The term “smart” is often used today to describe many technological developments that have had a significant impact on our everyday lives and will continue to do so in the future. A prime example being the smartphone.
The term smart home, which describes the intelligent networking and control of household devices, locking systems, heating systems, shutters and other electronic apparatus, is also being used and understood more readily. Starting with a smart home, the next logical step in this direction would be a smart quarter or even a smart city. But what does this actually mean?
There are two global developments that seem unrelated at first glance but are irreversible from a human point of view and will have a major impact of our future. One of them is the progressing digitisation in all areas of life, the other the worldwide population growth. By the middle of the century, around ten billion people will be living on this planet, two thirds of them in cities or megacities with more than ten million inhabitants, just like present-day New York, Tokyo, Shanghai, Mumbai, Mexico City, Istanbul, Kinshasa, to mention but a few
The smart city concept entails the development, provision and use of digital technologies and the data generated therefrom (keyword: big data), which will be used in all urban areas to secure the quality of life for the inhabitants. This affects key areas such as energy and water supply, traffic control systems and general infrastructure, health, education and administration. The first steps along the way: the use of drones by the commercial sector and government agencies, autonomous driving and robotics.

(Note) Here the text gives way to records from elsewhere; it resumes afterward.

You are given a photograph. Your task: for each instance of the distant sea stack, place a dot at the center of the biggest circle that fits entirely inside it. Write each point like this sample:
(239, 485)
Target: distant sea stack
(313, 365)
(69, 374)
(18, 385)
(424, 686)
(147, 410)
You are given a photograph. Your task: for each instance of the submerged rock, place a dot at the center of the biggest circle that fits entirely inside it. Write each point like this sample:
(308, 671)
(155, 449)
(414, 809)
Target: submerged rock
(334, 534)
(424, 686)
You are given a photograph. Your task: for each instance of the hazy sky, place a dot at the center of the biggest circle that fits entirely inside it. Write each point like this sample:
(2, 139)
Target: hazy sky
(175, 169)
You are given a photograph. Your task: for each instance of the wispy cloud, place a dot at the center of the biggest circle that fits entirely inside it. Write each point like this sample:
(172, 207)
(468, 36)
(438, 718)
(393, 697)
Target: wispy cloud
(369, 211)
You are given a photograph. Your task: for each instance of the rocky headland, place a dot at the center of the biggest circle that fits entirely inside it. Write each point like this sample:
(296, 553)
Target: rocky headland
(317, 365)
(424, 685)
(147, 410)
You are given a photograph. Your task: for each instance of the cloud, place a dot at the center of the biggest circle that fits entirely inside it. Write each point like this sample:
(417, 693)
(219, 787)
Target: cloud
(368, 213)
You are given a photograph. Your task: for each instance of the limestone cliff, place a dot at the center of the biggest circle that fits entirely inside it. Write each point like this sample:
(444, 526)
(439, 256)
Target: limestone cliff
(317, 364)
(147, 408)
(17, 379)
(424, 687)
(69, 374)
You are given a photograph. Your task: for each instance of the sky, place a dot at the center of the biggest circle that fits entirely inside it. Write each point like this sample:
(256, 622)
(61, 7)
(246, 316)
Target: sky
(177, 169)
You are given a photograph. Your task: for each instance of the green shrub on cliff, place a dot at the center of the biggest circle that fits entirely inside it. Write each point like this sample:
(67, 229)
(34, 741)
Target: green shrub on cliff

This question cannot be answered with a simple yes or no at this stage. Moreover, each city is different, so a “one-size-fits-all” approach is unrealistic. First attempts and experiments are underway in various countries, among other places in Singapore, Barcelona, Denver and many other cities. In Germany, a smart quarter is being established under the direction of the municipal works and a real estate company in the district of Oststadt in Karlsruhe, which is to be completed in 2018. So the trend is there, and it will have a major impact on the real estate sector and open up new business areas
But at present, all of these projects only deal with the one or other aspect of the general infrastructure, or with individual quarters, such as in Karlsruhe. To apply the smart city concept to an entire city with millions of inhabitants requires more than further research and intelligent solutions. So far, there is often no underlying holistic approach that can be implemented in unison by (local) authorities, technology, the building and real estate sectors, as well as the urban population. On the other hand, cities “must” get smarter in the future, otherwise the problems we already see today in the areas of individual transport, energy supply, health, waste management and general security will only get worse or even lead to a collapse of certain segments.
For the real estate sector, the smart city concept is both an opportunity and a responsibility. The focus is shifting more and more towards the individual and his personal environmental requirements. The smart use of digital possibilities, such as the analysis and interpretation of collected data, offers the potential for greater consulting efficiency and more flexible support in higher quality. However, the real estate sector must be prepared to acquire new knowledge and meet new demands.